Proposing an approach to calculate headway intervals to improve bus fleet scheduling using a data mining algorithm

Document Type : Research Paper


Iran University of Science and Technology


The growth of AVL (Automatic Vehicle Location) systems leads to huge amount of data about different parts of bus fleet (buses, stations, passenger, etc.) which is very useful to improve bus fleet efficiency. In addition, by processing fleet and passengers’ historical data it is possible to detect passenger’s behavioral patterns in different parts of the day and to use it in order to improve fleet plans. In this research, a new approach is developed to use AVL data to investigate relationship between headway change and passenger downfall rate. For this purpose, a new method is developed that is called Intelligent Headway Selection (IHS) approach. The aim of this approach is finding similar days from passengers’ behavior perspective in the dataset and by focusing on unusual patterns of each group, headway changes effects on passenger downfall rate is being studied.
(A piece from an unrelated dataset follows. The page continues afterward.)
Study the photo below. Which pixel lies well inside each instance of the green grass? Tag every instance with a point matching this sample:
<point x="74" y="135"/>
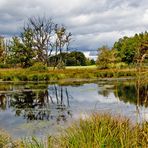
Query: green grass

In this approach, in the first step, each day is classified into specific time periods (like half of hours) and the passengers’ behavior pattern is detected for each day during the specified time periods. Then, in the K-Means algorithm, Euclidian distance measure is replaced with Dynamic Time Warping (DTW) algorithm to enable the K-Means to compare time series. The modified K-Means algorithm is used to compare days in the dataset and categorize similar days in the same clusters. Then, headway – passenger per minute plot is created for each time period to detect unusual patterns. Then, a Headway Interval Detection Procedure (HIDP) is developed to use these unusual patterns to find suitable headway values for each time period.  Afterwards, these plots merged and the final headways are calculated.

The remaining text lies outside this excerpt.